LA BECANE...
Il reçut la convocation finale, elle valait pour une session, peu de moyens de s’y soustraire… Albert Naud et Robert Badinter ont illustré par des anecdotes édifiantes le caractère aléatoire de la récusation, il fut appelé.
Implacable et vertigineuse chronologie, débats expéditifs, plaidoiries des parties civiles l’une timide et l’autre véhémente, un réquisitoire au merlin, une défense diaphane puis les délibérations.
Neufs jurés, deux assesseurs et le président. Que se passait-il dans la tête des autres ? Tant de fictions ont théâtralisé le jury…. Là, ce fut simple et terne. Les charges ne faisaient aucun doute : meurtre d’un vigile et, au cours de la fuite, celui du complice « qui perdait les pédales ». Preuves et aveux concordaient parfaitement. Trente minutes pour l’évidence de la culpabilité. L’accusé ? Un curriculum vitae aussi consternant que sa personnalité.
On y vint…
Nerveuse et sèche, une dame parla de châtiment. Peine, rectifia le président.
Le souffreteux invoqua la protection définitive de la société, le sanguin soutint l’exemplarité des exécutions. Approbations posturales…Gêne d’un assesseur.
L’employée du fisc fût écoutée goulûment… La famille de la victime, et elle n’en voyait qu’une martela-t-elle, eu égard à son chagrin…Oui, on lui devait la « suprême » réparation !
Ce fut son tour.
A la cantonade, il s’interrogea… Allons-nous le faire ? Tuer, et enfoncer nous aussi la mère, la sœur et la fille de cet assassin dans une détresse aussi cruelle que celle des autres familles ? Allons-nous apaiser le calvaire des uns par celui des autres ? Quant à l’exemplarité des peines, nous le savons tous, au XVIIème siècle tandis qu’on suppliciait des voleurs, leurs collègues exerçaient parmi les ignobles badauds. Enfin, nous avons tous lu que trois jours après l’exécution du célèbre Chessman un violeur agissait, lui aussi, muni d’une lanterne rouge… Mais la seule question qui vaille demeure : allons-nous le faire... Tuer, et torturer la mère, la sœur et la fille de cet assassin…Douleur pour douleur, allons-nous faire ça ?
On ne le fit pas.
Par la suite, le ministère public le récusa systématiquement, intuition sans doute.

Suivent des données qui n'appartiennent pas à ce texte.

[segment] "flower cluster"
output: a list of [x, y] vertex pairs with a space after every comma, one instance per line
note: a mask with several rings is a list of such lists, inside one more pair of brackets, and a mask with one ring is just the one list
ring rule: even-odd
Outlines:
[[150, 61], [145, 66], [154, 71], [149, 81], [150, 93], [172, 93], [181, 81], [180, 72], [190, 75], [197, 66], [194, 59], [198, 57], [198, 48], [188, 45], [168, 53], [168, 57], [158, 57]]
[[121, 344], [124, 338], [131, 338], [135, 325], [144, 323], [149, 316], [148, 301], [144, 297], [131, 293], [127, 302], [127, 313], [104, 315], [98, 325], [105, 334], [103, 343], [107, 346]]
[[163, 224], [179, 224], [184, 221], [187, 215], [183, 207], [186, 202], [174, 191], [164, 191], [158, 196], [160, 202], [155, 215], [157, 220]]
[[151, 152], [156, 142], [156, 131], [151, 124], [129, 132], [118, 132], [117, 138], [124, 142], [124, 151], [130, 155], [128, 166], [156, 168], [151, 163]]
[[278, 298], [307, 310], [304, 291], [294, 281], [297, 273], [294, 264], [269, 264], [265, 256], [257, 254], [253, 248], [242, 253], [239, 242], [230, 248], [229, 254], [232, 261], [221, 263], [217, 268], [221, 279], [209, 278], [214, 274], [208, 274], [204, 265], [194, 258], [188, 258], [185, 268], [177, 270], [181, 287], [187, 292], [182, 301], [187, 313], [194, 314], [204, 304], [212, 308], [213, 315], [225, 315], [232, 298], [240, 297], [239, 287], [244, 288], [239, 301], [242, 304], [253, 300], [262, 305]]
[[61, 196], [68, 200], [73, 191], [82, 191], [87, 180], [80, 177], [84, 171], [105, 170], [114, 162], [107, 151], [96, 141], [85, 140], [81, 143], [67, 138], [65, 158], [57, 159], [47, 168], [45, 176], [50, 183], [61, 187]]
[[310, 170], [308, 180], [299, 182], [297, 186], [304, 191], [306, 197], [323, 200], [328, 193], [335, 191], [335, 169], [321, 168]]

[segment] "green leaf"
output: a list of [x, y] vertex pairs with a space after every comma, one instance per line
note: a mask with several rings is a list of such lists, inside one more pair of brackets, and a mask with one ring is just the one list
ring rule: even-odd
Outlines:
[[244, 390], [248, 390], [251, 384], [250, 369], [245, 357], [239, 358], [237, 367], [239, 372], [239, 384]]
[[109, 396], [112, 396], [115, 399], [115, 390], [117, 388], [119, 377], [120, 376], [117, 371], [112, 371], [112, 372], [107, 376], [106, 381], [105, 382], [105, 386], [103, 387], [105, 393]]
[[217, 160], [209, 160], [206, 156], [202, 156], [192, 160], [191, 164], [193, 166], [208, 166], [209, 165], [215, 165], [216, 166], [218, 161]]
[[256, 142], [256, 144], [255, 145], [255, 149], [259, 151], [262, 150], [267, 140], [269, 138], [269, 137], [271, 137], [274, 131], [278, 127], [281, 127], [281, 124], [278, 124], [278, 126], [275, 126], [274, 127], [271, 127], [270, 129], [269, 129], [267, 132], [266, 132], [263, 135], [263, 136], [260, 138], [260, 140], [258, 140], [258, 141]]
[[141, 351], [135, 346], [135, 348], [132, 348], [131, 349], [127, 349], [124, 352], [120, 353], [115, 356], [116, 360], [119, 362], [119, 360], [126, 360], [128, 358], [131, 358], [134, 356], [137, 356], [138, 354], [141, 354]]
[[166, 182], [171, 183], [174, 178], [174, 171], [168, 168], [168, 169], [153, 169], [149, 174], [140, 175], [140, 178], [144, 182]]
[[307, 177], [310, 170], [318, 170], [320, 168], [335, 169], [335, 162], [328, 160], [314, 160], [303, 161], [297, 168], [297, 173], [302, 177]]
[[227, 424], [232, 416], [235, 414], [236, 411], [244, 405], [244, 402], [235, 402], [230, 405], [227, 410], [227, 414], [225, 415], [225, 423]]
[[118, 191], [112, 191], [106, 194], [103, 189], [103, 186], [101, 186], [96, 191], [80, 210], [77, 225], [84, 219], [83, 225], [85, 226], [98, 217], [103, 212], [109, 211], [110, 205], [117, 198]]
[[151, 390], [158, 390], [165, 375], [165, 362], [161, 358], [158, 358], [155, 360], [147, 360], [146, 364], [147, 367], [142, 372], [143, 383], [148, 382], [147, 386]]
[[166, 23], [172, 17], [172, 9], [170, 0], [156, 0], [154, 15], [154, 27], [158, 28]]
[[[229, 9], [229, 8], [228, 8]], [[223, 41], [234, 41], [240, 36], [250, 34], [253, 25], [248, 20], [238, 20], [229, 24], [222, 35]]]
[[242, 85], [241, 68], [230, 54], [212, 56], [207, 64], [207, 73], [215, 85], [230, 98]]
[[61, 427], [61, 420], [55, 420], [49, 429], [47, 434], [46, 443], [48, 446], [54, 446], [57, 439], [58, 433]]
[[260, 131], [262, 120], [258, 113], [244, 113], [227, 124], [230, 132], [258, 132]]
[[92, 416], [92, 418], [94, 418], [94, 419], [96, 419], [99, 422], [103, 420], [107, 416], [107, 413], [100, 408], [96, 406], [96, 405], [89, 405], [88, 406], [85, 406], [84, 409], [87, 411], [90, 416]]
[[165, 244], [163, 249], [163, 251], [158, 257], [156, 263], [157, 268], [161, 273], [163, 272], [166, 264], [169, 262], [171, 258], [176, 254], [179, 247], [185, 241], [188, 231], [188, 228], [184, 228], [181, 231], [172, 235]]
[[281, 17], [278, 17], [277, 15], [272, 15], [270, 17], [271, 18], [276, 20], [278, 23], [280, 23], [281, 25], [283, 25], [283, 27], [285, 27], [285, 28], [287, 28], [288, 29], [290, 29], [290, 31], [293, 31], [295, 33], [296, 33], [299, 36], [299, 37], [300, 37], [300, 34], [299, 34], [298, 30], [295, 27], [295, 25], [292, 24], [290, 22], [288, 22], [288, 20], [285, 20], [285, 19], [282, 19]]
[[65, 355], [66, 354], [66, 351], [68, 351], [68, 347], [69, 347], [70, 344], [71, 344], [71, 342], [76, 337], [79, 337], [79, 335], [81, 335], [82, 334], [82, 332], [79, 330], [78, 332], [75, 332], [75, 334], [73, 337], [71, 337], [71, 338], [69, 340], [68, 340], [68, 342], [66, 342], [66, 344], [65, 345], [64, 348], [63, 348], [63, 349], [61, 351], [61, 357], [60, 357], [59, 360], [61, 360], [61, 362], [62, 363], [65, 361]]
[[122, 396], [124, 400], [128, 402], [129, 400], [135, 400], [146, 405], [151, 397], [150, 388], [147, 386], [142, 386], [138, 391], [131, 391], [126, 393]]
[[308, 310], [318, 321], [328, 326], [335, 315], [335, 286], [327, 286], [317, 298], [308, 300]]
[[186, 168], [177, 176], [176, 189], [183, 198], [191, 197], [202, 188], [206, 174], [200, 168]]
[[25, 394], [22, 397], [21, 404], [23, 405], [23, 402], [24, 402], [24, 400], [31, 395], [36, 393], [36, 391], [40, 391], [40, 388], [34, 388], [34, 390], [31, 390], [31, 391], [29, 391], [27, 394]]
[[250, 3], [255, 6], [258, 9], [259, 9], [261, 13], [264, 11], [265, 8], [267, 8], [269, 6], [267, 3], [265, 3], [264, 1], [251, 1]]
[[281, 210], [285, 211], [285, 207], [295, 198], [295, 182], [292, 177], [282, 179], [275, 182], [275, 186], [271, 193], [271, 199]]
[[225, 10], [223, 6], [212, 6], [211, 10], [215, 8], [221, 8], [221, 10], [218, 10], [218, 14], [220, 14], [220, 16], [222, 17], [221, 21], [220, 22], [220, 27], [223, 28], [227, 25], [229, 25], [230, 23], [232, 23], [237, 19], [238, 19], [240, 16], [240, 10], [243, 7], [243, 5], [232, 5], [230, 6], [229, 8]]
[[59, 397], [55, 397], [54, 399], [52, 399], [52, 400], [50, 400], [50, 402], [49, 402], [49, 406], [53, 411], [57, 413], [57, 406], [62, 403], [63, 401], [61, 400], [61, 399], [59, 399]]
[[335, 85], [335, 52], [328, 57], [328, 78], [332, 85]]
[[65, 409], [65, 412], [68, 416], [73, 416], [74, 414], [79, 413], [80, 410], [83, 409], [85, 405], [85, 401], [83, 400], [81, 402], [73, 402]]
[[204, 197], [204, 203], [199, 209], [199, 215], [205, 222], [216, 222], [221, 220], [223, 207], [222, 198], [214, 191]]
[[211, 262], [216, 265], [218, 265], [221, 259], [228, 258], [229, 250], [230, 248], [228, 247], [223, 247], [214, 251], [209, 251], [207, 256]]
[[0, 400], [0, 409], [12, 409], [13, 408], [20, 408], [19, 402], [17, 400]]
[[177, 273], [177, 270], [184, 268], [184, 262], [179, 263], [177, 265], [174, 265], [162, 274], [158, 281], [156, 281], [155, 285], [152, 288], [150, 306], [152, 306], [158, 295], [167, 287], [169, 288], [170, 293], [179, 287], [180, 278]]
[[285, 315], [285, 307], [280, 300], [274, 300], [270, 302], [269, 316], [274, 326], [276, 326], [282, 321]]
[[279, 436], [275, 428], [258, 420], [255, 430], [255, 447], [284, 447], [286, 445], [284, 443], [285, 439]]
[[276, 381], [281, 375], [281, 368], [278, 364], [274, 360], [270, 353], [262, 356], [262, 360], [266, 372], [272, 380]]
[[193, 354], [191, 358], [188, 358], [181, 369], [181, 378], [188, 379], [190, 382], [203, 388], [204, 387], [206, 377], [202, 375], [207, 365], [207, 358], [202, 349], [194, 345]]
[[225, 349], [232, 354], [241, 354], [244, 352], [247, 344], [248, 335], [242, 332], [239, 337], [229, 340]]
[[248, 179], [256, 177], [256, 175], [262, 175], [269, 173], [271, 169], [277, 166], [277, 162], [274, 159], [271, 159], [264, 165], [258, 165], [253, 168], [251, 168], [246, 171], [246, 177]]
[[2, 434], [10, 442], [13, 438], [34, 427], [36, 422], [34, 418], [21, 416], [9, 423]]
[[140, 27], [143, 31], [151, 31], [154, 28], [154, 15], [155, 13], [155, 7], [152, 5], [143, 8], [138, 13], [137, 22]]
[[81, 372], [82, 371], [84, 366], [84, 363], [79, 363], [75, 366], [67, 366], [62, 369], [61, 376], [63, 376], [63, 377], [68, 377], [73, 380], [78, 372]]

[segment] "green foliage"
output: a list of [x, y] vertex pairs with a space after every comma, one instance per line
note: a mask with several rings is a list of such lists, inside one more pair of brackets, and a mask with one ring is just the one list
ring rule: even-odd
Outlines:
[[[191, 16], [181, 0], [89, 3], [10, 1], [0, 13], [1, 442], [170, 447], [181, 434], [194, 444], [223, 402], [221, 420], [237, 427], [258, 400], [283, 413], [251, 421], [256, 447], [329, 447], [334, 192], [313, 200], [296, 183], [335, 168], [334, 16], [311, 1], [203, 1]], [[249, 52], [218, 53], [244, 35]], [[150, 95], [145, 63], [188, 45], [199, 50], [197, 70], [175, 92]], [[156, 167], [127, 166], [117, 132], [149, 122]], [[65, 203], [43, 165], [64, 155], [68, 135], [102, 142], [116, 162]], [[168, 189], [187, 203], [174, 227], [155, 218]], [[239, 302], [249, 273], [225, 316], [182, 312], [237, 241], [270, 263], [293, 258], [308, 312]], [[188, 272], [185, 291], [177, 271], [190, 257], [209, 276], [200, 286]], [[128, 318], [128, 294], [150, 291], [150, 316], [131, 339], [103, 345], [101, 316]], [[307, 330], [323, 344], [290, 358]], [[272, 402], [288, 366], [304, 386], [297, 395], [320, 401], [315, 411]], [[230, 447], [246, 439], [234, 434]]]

PrécisionS : cela se passait en 1979. La peine de mort fut abolie en 1981. L’irréversibilité de cette décision a été consolidée en 2007, peu avant l’élection présidentielle. Il y a des nostalgiques de la guillotine, dans un de ses numéros de compassion démagogique, notre Président ne dissimula pas ses regrets…
VAUTOUR...
Traiter des prélèvements d’organes effectués en Chine sur les gens exécutés, imposerait une approche autre que bouchère et comptable. Utiliser ce sujet afin d’affirmer son adhésion à la peine de mort relève de l’ignominie, surtout quand on évoque son appartenance à la chrétienté. http://news.catholique.org/9685-peine-de-mort-le-cardinal-poupard-rappelle-l
Le tableau est de Böcklin, il inspira le compositeur.
RACHMANINOV Ile des morts
http://www.youtube.com/watch?v=bszAvKbO3Zk
http://www.youtube.com/watch?v=_FvDAgsmpqA
En haut, la bécane éveillera chez quelques humanistes le bon souvenir de M.Chevalier qui, en vue de sa relève, fit assister son fils de 24 ans à deux exécutions. L’homme avait la réputation d’être arriviste et ambitieux. Il guillotina 42 fois.
Je me souviens de son hallucinante interview après que l’abolition l’ait privé d’exercer son art.
J’ignore si, comme ses délicats confrères, A. Deibler et F.Meyssonnier, il a lui aussi écrit un livre.
- Que de beaux moments en perspective ! Merci lamentable zeitnot.